Add script calculations
The R and Python script languages are supported
When adding a script for a calculation, you can choose how to process the data in a script: vector or scalar.
If using the Vector calculation type, multiple rows are sent as a table to a server for processing, in one request. A result will be an array of values – a set of rows for a column. The following is an example of the outlier detection script sending data to a table in Python.
With the Scalar calculation type, each row is sent separately and calculated in the server one by one.
Example of a scalar function:
result = _arg1.upper()
- You have an AI connection in the AI connections pane. For details, see Add AI connections.
- You are creating a dataset.
Depending on the page, do one of the following:
On Step 2 – Refine, select a data source, and then click Calculations.
On Step 3 – Join and preview, next to the data source name, click More options and then Calculations.
The Calculationsdialog appears.
- In the Calculation name field, type a name for the calculation.
In the drop-down list on the right, select the calculation data role (dimension, measure, date).
In the Type calculation field, depending on the script type that you need, type script or scalar, and then click the Edit script button that appears.

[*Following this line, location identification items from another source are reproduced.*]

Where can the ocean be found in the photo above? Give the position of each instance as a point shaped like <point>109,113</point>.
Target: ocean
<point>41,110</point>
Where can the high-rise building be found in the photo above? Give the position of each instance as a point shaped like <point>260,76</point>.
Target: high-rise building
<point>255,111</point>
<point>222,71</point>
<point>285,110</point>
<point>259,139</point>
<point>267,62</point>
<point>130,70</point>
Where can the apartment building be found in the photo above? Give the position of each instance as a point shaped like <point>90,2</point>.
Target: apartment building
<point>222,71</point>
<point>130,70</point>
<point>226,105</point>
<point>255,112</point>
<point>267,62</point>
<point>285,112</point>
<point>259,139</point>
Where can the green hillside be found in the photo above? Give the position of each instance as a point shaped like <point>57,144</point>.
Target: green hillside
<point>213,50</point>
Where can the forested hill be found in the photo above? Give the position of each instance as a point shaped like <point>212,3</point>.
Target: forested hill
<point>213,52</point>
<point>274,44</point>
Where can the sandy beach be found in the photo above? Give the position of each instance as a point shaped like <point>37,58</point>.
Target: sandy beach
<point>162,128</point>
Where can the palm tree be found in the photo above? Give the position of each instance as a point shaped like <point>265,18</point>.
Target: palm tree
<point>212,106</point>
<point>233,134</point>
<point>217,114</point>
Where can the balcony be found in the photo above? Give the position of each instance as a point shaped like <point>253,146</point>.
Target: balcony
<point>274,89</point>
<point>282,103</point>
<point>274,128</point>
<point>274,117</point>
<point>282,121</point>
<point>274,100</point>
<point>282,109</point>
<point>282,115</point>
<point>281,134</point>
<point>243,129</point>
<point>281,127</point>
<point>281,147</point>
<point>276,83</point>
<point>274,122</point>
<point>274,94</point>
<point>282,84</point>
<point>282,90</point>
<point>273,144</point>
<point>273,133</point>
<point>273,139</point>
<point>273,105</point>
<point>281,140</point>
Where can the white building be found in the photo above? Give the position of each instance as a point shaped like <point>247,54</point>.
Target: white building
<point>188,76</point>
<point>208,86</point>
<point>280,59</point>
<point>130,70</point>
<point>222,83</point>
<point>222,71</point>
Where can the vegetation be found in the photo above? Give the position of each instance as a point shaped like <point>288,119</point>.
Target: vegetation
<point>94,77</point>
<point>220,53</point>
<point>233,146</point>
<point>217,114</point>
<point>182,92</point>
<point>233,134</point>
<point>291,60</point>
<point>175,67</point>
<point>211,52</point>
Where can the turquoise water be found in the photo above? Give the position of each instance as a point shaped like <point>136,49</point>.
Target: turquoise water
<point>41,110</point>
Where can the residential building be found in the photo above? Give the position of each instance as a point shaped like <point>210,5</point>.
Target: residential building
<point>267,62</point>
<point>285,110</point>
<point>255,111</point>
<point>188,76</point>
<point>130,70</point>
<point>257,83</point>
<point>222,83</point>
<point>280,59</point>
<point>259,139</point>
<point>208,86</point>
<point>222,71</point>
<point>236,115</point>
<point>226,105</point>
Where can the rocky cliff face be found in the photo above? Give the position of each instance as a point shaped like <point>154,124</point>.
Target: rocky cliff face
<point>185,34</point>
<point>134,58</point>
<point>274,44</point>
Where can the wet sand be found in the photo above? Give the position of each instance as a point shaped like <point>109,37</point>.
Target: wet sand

Alternatively, you can drag the SCRIPT or SCALAR functions that are included in the Data Science group.
In the Script / Scalar pane that appears, do the following:
Select the following settings:
- Connector – DataClaritPy (built-in) or any other defined AI connector.
- Language – Python or R.
- Calculation – Specify how to calculate the data in the script:
- Vector – Multiple rows are sent as a table in one request to the server for processing.
- Scalar – Each row is sent and calculated in the server separately, one by one.

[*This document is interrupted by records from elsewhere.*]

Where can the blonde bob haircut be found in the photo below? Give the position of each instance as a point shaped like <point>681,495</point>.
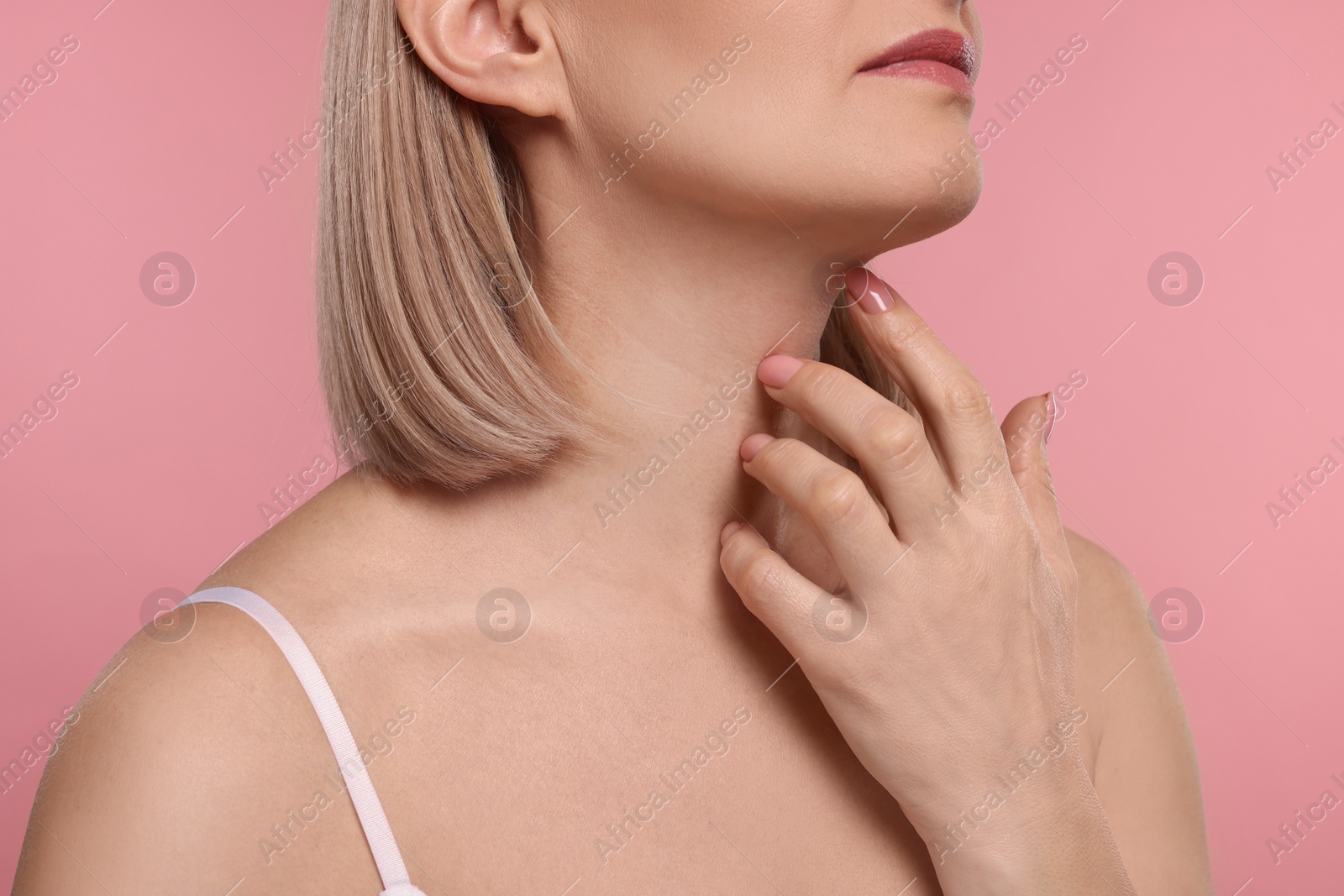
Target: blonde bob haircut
<point>438,360</point>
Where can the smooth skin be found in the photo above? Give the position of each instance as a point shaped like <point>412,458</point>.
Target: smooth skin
<point>192,759</point>
<point>991,580</point>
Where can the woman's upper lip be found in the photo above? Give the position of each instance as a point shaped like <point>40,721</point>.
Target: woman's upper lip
<point>938,45</point>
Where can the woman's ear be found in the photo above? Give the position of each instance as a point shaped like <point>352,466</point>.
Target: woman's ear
<point>496,53</point>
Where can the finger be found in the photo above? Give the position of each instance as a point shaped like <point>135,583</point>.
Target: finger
<point>1025,432</point>
<point>832,499</point>
<point>887,441</point>
<point>953,403</point>
<point>777,594</point>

- Result – The format of the returned value: double, string, or integer.
In the Type script field, enter your script.
Note: You can use only scripts that return data in one column.
Click within the Click to add columns field, and select the column that you want to use as the first argument for the script. Repeat this step for each argument of the script.
If you need to change the default aggregation, click a column name, and select a new aggregation.
The script is added to the calculation pane.
The calculation column is added to the dataset.